ブラックカルチャーの聖地で殿堂入りした男 TAKAHIRO

インタビュー・テキスト
浦野芳子
撮影:相良博昭
2014/02/21

ブラックカルチャーの聖地とも言われる、ニューヨーク「Apollo Theater」。数々のミュージシャンやアーティストを生み出してきたこの劇場で、1930年代にスタートしたイベント『Amateur Night』は、今も昔も世界最高峰を目指すアーティストの登竜門として知られている。観客の拍手の大きさがその日の優勝者を決める、というこのイベントの覇者には、The Jackson 5、スティービー・ワンダー、マーヴィン・ゲイ、ダイアナ・ロス、ビリー・ホリディ、エラ・フィッツジェラルド……スターの枚挙にいとまがない。その『Amateur Night』を勝ち抜いた者だけが、プロとして臨むテレビ版のショーイングで、2006年に史上初の9連覇、殿堂入りを果たしたのが、TAKAHIROこと上野隆博だ。

子どもの頃からダンスに親しみ、その技を磨いてきたのかと思いきや、ダンスに夢中になった経緯には意外な物語が。しかし、そこには人生の転機を巧みに掴み取る柔軟さとおおらかさがあった。その魅力的な人柄にインタビューを通して少しでも触れてみてほしい。

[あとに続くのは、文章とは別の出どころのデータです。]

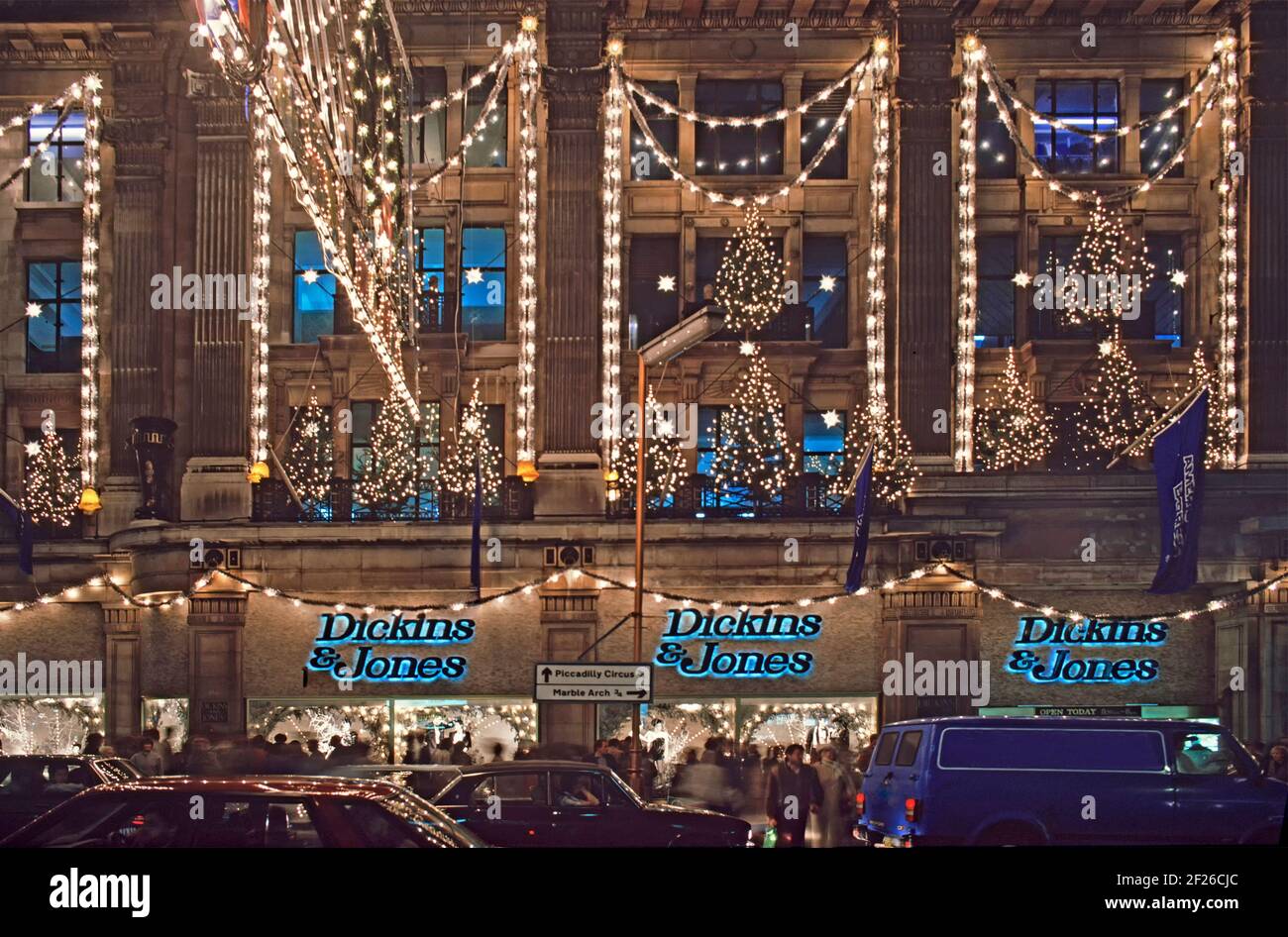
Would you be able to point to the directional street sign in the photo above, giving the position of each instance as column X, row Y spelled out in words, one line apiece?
column 578, row 682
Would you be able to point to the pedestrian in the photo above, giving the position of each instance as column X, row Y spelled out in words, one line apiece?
column 836, row 810
column 147, row 760
column 794, row 791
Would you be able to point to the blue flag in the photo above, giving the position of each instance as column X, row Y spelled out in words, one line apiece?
column 22, row 528
column 476, row 534
column 1179, row 472
column 862, row 490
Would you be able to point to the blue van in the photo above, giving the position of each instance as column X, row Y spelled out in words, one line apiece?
column 1030, row 781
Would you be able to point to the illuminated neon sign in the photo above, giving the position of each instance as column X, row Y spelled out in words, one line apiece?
column 365, row 635
column 712, row 661
column 1060, row 636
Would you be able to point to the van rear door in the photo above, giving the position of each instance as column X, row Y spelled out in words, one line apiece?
column 892, row 781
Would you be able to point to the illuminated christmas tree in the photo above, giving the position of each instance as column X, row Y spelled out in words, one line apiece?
column 473, row 444
column 750, row 280
column 1012, row 426
column 754, row 456
column 893, row 468
column 664, row 459
column 52, row 486
column 1116, row 409
column 386, row 476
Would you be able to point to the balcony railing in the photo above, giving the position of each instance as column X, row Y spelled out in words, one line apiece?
column 698, row 495
column 271, row 502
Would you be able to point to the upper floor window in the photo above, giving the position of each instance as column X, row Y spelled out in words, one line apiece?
column 430, row 273
column 995, row 150
column 1089, row 104
column 426, row 138
column 1159, row 141
column 746, row 150
column 816, row 125
column 53, row 317
column 995, row 325
column 488, row 147
column 483, row 283
column 56, row 174
column 665, row 128
column 314, row 291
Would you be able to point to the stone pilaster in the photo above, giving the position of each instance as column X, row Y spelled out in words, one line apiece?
column 1265, row 240
column 922, row 329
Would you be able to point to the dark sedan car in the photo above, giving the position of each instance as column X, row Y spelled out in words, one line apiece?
column 31, row 784
column 245, row 812
column 574, row 803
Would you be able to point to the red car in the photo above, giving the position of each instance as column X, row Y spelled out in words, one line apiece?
column 245, row 812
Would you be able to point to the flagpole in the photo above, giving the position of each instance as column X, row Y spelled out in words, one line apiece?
column 1163, row 421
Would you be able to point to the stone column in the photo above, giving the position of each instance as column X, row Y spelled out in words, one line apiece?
column 214, row 480
column 215, row 703
column 923, row 235
column 568, row 354
column 1263, row 38
column 123, row 677
column 138, row 136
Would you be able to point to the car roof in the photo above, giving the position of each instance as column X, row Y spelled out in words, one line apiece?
column 1057, row 722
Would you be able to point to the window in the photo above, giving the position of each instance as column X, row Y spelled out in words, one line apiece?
column 1158, row 142
column 54, row 335
column 1086, row 104
column 816, row 125
column 652, row 312
column 314, row 291
column 56, row 174
column 489, row 145
column 825, row 287
column 426, row 138
column 432, row 274
column 483, row 283
column 665, row 128
column 995, row 150
column 995, row 326
column 746, row 150
column 1163, row 303
column 824, row 444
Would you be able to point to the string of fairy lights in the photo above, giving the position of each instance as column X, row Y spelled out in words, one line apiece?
column 571, row 576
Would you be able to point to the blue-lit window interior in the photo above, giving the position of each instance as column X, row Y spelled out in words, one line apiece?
column 815, row 126
column 644, row 163
column 483, row 300
column 995, row 326
column 823, row 446
column 739, row 151
column 58, row 174
column 1159, row 142
column 1089, row 104
column 54, row 336
column 314, row 291
column 825, row 262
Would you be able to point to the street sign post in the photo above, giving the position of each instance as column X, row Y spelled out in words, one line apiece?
column 578, row 682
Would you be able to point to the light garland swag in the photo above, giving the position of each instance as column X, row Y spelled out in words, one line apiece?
column 1228, row 601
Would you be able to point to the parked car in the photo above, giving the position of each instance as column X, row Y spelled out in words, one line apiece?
column 1029, row 781
column 575, row 803
column 257, row 811
column 31, row 784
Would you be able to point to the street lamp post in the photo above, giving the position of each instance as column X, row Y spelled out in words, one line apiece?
column 671, row 344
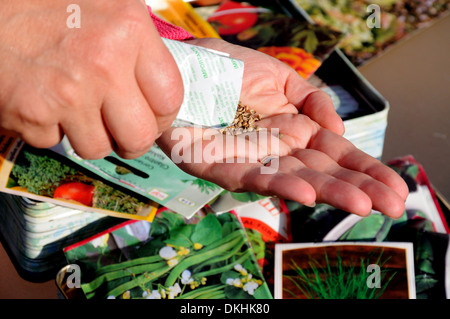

初めてダンスを観たとき、「僕だったら、もっとこうするのに」というアイデアが自然と湧き出てきたんです。そしてなんとなく自分でも「できる」気がした。

―TAKAHIROさんは、『SHOW TIME AT THE APOLLO』を9連続優勝して殿堂入りを果たし、マドンナのワールドツアーに専属ダンサーとして参加されるなど、輝かしいキャリアの持ち主です。今日はそこに至るまでのお話なども伺えたらと思います。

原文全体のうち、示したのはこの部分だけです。